You are right @kev mac . In my experience, the Chinese sellers post the items pretty close to the to the time promised. In the case of Fasttech, they let you know if there is a problem on their side, and offer to split the consignment. My last parcel went via Turkey and arrived in Johannesburg after about two weeks. I then waited almost two months for SA Customs to process it.

Reactions: Like 1


----------



## kev mac (16/1/18)

Puff the Magic Dragon said:


> You are right @kev mac . In my experience, the Chinese sellers post the items pretty close to the to the time promised. In the case of Fasttech, they let you know if there is a problem on their side, and offer to split the consignment. My last parcel went via Turkey and arrived in Johannesburg after about two weeks. I then waited almost two months for SA Customs to process it.


@Puff the Magic Dragon yeah,they've upped their game.When I started ordering on line from them I was impressed by the prices but it took forever to arrive.As I've stated previously the horror stories about your postal service has given me a new respect for the USPS.


----------



## Hooked (16/1/18)

Puff the Magic Dragon said:


> Hi @Alex. I realised that it wasn't your review. I apologise for my clumsy language use. I should have said something like "the article you quoted said..." Sorry.
> I took a look at the Fasttech customer forum regarding authentic products. It would seem that this is no longer an issue for customers. In the past questions were raised, but the consensus is that if it says it is authentic then it is. Their forum is far more vitriolic than ours and I am certain that if it was an issue customers would be shouting from the rooftops and sharpening their pitchforks.
> When one reads other forums it makes one realise how fortunate we are to have ECIGSSA. A troll wouldn't survive one minute here. On other forums battles rage for weeks and personal attacks are the order of the day.

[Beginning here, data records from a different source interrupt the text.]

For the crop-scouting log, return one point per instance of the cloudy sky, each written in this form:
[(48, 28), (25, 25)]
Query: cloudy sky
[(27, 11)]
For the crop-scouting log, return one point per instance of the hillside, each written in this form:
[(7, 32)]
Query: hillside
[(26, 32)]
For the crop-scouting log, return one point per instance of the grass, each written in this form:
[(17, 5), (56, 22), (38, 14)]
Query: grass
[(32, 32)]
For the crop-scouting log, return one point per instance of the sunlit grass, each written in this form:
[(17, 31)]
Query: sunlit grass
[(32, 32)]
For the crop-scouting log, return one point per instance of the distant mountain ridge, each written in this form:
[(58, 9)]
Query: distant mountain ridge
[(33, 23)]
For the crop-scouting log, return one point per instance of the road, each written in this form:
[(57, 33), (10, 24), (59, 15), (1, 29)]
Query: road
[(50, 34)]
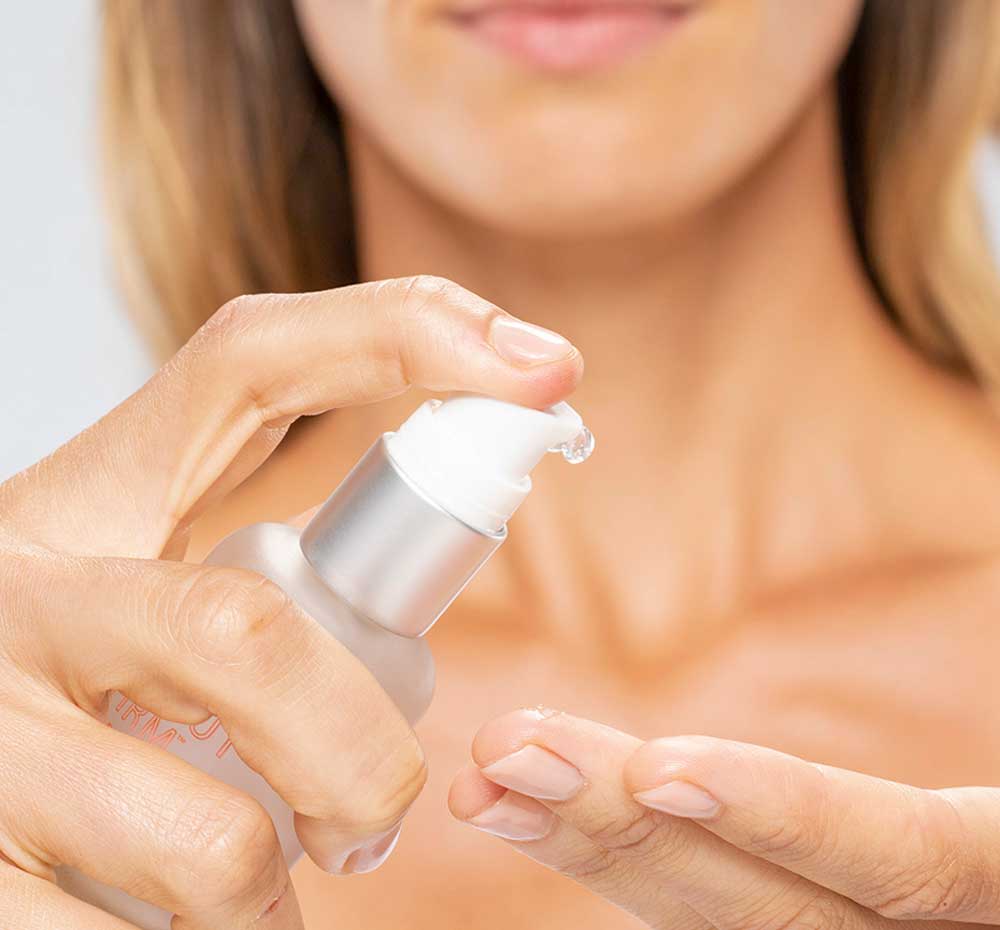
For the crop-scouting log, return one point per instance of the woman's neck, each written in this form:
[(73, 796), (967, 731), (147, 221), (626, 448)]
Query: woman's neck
[(740, 377)]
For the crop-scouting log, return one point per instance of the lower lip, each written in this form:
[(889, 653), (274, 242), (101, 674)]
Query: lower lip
[(579, 38)]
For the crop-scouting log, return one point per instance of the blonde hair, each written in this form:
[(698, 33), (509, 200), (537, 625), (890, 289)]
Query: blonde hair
[(227, 173)]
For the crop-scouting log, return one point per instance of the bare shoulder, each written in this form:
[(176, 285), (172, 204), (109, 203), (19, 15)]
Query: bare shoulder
[(893, 673)]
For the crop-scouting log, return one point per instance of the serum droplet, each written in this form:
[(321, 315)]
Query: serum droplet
[(578, 449)]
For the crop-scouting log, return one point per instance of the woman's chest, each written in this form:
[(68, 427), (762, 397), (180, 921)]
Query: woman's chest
[(873, 701)]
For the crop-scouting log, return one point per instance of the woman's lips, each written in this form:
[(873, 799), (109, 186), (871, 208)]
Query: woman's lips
[(570, 35)]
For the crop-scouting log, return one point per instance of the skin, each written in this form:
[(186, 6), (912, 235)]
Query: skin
[(787, 537)]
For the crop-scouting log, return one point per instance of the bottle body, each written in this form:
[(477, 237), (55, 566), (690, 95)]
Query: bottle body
[(385, 556), (402, 665)]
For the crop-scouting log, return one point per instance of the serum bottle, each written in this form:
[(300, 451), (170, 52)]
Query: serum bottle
[(392, 547)]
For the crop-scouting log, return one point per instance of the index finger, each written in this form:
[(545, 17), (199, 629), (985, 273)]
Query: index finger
[(125, 485), (903, 852)]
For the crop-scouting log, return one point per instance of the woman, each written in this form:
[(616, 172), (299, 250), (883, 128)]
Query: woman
[(755, 218)]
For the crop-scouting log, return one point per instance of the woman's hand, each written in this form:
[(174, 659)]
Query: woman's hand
[(690, 833), (88, 606)]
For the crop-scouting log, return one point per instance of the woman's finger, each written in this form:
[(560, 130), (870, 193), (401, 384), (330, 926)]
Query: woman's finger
[(186, 642), (138, 819), (901, 851), (28, 902), (125, 485), (669, 872)]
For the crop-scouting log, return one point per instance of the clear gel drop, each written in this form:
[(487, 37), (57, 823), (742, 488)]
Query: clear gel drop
[(578, 449)]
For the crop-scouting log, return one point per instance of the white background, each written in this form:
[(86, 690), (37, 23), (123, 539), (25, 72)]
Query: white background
[(67, 352)]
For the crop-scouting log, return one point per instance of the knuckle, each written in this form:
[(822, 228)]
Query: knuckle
[(936, 881), (231, 846), (788, 839), (819, 911), (225, 614), (626, 832), (929, 890), (422, 292), (384, 805), (236, 317)]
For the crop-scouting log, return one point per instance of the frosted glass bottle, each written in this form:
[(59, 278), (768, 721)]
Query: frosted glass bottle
[(383, 558)]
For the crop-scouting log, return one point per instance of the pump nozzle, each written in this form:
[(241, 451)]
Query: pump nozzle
[(473, 455)]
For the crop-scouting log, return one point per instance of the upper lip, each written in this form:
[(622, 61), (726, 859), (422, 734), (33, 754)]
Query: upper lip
[(474, 7)]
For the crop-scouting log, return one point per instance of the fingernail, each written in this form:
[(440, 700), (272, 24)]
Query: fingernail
[(525, 345), (515, 818), (536, 772), (371, 854), (680, 798)]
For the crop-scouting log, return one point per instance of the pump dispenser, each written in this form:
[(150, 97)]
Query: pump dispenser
[(392, 547)]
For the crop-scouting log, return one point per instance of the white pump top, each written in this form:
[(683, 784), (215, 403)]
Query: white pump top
[(472, 455)]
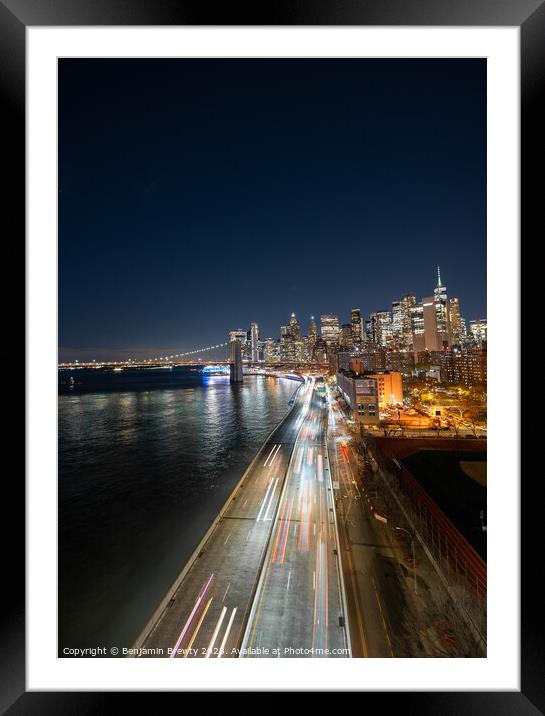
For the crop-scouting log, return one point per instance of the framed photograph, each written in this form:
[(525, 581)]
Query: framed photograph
[(263, 251)]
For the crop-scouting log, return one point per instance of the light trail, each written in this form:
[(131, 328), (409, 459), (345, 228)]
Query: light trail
[(275, 454), (258, 518), (188, 650), (270, 502), (190, 619), (271, 452), (229, 625), (215, 634)]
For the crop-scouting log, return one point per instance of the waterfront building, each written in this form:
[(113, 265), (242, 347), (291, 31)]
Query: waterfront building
[(361, 396), (401, 360), (463, 366), (397, 322), (477, 329)]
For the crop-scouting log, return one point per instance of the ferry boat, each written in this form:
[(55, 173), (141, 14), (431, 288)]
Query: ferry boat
[(215, 370)]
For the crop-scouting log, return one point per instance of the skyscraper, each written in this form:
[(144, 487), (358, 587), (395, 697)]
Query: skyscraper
[(312, 331), (357, 333), (294, 326), (455, 321), (408, 301), (254, 340), (330, 328), (235, 358), (442, 312)]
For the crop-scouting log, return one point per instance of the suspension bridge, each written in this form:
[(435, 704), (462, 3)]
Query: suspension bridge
[(134, 361)]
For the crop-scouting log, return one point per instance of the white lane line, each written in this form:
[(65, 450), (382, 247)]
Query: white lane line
[(188, 650), (270, 502), (264, 500), (225, 593), (271, 452), (229, 625), (215, 634), (275, 454)]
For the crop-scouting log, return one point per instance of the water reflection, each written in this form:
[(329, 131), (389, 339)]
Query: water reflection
[(141, 475)]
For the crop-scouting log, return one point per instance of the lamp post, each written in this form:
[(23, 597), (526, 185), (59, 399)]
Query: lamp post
[(402, 529)]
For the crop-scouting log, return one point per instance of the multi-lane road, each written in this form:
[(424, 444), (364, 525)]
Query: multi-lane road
[(206, 612), (298, 610)]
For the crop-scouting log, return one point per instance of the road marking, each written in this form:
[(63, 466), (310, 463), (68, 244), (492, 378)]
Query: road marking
[(271, 452), (383, 620), (270, 502), (264, 501), (215, 634), (225, 593), (229, 625), (187, 651), (275, 454), (190, 618)]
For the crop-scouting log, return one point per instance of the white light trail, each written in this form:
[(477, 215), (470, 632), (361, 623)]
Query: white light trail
[(215, 634)]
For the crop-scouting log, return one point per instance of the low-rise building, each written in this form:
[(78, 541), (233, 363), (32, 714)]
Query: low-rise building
[(361, 395)]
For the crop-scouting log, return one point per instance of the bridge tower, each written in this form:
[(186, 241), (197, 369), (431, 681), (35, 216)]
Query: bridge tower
[(235, 361)]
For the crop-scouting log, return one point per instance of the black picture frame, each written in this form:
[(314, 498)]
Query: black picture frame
[(15, 16)]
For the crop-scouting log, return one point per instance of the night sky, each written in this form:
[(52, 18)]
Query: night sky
[(198, 195)]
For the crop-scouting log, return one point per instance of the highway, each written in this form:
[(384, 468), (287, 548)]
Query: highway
[(361, 542), (298, 608), (205, 613)]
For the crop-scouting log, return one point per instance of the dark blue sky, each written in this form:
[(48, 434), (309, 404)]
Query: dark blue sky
[(198, 195)]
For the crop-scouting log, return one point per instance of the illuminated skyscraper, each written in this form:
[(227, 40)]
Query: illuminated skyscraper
[(477, 329), (357, 332), (455, 321), (442, 313), (312, 331), (330, 329), (408, 302), (294, 326), (235, 358), (254, 341)]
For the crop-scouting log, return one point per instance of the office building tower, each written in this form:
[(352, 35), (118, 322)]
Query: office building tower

@Puff the Magic Dragon I don't belong to other forums, but Facebook groups are poisonous!!


----------



## Hooked (16/1/18)

I've never bought anything from Fasttech or any other international vendor and I'm hesitant to do so. What happens if the device is faulty? If one buys from a local vendor at least one can return it without a problem. Have any peeps had an experience with a faulty device?


----------



## Yas786 (17/1/18)

I’ve been buying pretty much everything vape wise from fasttech and touch wood never EVER had an issue with something not being authentic etc. 
I’ve never had any issues with anything I’ve bought from there as well. 
I usually get my mods from there if they carry them. My smok majesty mod cost me about £40 when in the U.K. I’ve seen them up for about £70. So saved myself some money there. The only mod I didn’t buy from there but had to in the U.K. was the hotcig rsq but I got that for a cheapish price here in the U.K. 

Just to give you an example, a lost vape therion DNA75C bf squonker is around £110 cheapest price. Fasttech I can pick it up for £80 and I’ll have it in a weeks time etc. 

Usually with FT it’s around 6 days from shipping to my address so pretty quick. So saving myself £20-£30 and waiting a week or so is worth it. 

Only things I buy in the U.K. vape wise is juice and even that can be expensive.

Reactions: Like 1 | Informative 1


----------